In tempi in cui la famiglia tradizionale viene portata in piazza e sulle pagine dei giornali come vessillo di una concezione classica della società, ci si potrebbe aspettare da Vivés una critica su un argomento così attuale, ma le sue vignette non hanno un intento satirico.

Il meccanismo comico con cui il fumettista cerca di sorprendere e scandalizzare il lettore è quello del paradosso: vediamo infatti genitori comportarsi in modo diseducativo e bambini privati della loro ingenuità, discorsi padre-figlia che sfociano facilmente nella volgarità e una graduale sovversione delle consuetudini familiari a cui siamo abituati.

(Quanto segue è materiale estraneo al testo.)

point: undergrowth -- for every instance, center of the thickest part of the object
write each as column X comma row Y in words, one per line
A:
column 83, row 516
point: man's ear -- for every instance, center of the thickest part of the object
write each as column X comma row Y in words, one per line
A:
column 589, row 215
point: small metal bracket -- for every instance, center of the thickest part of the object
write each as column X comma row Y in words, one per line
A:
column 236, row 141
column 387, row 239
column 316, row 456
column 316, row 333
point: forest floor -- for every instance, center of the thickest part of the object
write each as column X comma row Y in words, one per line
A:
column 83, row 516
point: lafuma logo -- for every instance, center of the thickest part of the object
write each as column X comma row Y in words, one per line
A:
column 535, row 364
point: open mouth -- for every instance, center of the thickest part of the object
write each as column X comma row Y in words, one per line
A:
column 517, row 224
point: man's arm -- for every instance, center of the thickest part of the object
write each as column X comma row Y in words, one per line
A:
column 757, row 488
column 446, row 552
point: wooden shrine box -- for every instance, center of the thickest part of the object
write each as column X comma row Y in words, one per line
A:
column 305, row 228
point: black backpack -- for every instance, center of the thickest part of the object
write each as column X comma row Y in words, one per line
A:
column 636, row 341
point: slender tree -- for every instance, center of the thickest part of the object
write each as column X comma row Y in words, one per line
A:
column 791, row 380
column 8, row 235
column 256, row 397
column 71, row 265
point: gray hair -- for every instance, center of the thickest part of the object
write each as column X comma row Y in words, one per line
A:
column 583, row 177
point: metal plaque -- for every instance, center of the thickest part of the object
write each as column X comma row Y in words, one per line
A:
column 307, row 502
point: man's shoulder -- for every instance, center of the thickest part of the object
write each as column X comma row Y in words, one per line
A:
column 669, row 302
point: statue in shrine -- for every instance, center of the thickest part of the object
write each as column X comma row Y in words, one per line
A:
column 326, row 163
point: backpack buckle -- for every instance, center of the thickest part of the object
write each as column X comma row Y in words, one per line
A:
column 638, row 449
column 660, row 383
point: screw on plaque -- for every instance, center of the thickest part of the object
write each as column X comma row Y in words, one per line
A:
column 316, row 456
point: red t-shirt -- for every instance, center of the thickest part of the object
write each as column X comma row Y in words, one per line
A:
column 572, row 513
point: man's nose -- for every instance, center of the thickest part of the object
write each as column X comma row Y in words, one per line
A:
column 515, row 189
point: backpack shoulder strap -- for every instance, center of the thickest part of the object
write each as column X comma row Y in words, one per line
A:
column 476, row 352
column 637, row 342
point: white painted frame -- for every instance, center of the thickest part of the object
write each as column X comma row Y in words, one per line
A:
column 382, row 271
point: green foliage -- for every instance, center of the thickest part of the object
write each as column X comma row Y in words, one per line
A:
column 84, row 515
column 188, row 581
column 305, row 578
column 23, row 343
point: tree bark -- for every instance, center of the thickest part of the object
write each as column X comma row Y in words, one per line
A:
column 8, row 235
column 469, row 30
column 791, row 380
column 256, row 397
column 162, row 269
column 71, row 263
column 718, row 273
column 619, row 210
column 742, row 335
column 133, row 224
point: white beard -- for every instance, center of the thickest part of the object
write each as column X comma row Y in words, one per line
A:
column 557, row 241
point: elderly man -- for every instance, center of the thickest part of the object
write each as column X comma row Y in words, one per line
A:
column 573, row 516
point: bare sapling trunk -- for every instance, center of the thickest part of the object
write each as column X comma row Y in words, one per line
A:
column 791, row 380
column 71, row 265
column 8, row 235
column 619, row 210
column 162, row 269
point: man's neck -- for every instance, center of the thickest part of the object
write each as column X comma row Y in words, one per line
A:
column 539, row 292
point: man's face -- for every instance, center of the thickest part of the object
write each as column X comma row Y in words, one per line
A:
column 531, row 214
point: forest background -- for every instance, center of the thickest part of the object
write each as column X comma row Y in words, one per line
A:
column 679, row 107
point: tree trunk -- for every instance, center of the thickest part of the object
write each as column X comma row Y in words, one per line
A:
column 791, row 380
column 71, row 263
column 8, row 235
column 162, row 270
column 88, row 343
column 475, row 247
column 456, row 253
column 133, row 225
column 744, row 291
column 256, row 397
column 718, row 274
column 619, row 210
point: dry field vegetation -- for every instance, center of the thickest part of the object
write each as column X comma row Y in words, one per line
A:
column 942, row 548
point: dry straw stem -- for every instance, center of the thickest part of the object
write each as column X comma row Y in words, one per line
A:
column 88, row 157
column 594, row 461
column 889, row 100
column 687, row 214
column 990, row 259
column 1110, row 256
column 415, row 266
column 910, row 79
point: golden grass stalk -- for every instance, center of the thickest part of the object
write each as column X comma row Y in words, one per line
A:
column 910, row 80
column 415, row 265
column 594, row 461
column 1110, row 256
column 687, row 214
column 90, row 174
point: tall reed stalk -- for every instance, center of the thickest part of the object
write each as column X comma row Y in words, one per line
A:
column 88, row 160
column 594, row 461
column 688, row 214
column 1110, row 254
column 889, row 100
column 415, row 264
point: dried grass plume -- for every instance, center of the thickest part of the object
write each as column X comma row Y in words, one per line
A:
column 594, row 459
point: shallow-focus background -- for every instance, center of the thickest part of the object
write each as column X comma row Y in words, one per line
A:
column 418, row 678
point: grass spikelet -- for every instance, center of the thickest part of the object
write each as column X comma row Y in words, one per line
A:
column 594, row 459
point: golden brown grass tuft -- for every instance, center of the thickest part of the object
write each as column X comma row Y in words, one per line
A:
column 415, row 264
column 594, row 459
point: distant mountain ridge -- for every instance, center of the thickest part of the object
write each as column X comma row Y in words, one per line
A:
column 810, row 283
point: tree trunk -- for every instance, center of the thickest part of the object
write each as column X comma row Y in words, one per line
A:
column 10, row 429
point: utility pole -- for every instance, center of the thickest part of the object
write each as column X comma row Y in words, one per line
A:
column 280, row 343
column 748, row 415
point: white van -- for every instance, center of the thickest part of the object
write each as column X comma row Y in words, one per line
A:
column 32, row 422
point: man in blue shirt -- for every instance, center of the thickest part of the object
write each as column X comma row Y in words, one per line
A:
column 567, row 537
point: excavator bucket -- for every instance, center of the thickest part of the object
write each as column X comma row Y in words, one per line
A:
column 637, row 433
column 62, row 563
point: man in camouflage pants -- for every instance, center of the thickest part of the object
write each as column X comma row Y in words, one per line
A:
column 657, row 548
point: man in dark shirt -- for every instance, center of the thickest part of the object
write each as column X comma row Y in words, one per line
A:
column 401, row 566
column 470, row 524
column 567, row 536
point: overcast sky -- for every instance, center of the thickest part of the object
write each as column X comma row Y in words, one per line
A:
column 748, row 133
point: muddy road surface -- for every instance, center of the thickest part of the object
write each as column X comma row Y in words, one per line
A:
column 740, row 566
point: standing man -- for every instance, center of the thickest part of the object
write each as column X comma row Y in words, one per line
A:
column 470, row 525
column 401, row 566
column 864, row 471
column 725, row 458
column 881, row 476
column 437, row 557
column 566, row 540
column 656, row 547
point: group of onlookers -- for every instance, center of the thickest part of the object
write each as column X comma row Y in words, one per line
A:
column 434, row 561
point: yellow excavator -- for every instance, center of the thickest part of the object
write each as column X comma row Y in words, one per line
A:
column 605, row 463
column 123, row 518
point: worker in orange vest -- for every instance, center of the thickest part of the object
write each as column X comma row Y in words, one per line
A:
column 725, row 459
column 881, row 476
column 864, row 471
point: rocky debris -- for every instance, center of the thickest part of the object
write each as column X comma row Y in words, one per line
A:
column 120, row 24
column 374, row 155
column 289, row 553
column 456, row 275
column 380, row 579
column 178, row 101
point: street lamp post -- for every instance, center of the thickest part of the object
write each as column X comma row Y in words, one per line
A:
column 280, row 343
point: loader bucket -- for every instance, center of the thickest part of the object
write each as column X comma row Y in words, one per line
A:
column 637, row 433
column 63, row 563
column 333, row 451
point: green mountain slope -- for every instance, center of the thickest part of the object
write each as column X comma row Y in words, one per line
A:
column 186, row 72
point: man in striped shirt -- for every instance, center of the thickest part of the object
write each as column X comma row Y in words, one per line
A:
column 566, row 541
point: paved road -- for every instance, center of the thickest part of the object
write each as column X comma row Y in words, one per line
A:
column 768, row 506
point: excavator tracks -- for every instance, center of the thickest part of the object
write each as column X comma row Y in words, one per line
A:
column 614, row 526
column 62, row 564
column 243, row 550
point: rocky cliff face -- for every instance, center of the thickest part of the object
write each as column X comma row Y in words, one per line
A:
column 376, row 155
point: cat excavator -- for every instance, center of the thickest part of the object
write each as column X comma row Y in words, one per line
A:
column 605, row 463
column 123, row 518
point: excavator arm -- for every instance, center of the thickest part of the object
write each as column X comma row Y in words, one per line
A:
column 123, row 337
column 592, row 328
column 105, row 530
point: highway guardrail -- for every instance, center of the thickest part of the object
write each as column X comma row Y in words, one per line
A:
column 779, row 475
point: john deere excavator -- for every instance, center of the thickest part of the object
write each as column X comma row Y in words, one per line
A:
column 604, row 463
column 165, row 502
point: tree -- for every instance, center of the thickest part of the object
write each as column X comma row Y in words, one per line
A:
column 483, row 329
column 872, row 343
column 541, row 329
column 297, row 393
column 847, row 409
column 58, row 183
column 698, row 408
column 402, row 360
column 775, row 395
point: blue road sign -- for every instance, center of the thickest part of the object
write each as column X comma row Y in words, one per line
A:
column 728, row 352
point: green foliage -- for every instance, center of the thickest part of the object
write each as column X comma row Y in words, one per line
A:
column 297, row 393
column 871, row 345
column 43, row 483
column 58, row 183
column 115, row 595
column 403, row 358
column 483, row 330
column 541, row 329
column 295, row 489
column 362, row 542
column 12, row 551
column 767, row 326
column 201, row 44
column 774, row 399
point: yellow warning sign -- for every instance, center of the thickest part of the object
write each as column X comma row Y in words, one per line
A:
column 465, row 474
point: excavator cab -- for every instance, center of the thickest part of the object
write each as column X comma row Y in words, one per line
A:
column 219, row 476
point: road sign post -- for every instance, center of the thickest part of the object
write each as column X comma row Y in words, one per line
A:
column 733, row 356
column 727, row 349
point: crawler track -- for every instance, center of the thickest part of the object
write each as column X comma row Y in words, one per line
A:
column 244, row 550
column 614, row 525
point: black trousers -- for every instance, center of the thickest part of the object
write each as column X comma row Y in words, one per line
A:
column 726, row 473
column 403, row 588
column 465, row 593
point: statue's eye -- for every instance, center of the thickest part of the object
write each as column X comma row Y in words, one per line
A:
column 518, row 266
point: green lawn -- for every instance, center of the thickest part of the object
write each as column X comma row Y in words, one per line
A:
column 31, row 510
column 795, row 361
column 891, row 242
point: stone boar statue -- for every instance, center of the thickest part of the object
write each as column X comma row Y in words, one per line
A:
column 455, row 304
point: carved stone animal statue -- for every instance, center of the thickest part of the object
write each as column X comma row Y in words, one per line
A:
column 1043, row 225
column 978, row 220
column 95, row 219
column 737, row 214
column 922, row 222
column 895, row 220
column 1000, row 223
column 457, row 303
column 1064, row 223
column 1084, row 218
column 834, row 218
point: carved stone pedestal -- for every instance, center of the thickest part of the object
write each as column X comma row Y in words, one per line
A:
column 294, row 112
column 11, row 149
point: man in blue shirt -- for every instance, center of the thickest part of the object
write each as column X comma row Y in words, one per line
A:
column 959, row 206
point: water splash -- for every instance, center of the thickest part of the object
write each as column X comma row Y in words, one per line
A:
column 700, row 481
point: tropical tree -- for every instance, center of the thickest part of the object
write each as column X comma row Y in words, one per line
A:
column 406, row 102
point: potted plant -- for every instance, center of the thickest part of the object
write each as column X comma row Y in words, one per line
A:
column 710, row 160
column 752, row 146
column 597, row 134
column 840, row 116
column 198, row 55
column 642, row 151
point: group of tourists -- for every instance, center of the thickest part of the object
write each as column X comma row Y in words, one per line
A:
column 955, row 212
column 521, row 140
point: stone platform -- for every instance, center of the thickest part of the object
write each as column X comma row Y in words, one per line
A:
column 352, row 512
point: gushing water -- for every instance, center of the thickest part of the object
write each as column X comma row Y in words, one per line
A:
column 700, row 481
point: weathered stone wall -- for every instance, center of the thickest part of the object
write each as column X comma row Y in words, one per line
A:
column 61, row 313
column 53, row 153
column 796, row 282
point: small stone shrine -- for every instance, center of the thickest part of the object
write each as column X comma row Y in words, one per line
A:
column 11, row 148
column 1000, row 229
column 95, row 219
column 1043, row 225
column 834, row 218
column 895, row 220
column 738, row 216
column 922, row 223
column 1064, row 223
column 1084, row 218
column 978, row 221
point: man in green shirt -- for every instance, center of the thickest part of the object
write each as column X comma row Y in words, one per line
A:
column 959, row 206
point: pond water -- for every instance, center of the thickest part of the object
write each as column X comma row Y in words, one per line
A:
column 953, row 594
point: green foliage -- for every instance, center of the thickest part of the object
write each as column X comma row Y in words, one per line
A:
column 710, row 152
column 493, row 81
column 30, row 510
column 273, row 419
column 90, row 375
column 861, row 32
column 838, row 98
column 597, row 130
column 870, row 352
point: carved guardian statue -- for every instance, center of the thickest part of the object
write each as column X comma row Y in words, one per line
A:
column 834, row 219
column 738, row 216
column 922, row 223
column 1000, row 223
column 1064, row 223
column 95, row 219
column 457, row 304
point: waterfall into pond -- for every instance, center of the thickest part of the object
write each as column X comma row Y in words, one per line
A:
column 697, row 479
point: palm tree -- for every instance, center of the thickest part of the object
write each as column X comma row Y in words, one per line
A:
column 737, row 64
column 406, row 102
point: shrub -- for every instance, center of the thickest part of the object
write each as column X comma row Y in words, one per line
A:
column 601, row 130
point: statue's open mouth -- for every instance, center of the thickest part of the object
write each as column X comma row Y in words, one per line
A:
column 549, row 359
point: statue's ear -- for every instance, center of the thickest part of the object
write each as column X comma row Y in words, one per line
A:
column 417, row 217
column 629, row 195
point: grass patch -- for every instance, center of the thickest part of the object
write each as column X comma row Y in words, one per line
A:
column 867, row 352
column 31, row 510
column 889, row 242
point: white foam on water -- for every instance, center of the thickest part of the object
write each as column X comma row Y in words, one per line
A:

C'è un ribaltamento di ruoli dissacrante, fatto di cattivi consigli, complessi di Edipo portati all'estremo e un utilizzo straniante delle nuove tecnologie da parte dei genitori.

Il tipo di umorismo surreale è simile a quello degli altri fumetti nati sul blog di Vivés e si comprende rapidamente che sarà un segno distintivo di tutte le sue vignette; il rischio di diventare ripetitivo è alto, ma l'autore riesce comunque a spiazzare ogni volta con una risata dolceamara che a volte è in grado di far provare qualche brivido anche ai lettori meno pudici.

Ovviamente questo prodotto non è rivolto a chi può scandalizzarsi facilmente, considerando i toni tutt'altro che politically-correct presenti in ogni singolo fumetto.

Graficamente il tratto è semplice, forse fin troppo, con personaggi di cui dobbiamo intuire noi le espressioni facciali, ambienti appena accennati e disegni che spesso si ripetono più volte, al servizio di dialoghi differenti. Non va però dimenticata l'origine di questi fumetti, pensati per un blog e realizzati probabilmente con uno sforzo minimo dal punto di vista estetico, ma sfruttandoli semplicemente come mezzo per veicolare una gag.

Nel passaggio alla carta stampata forse si sarebbe potuto optare per una stampa di dimensioni ridotte, con più di due vignette per ogni pagina, visto che la componente di bianco risulta eccessiva e l'occhio percepisce una sensazione di vuoto durante la lettura.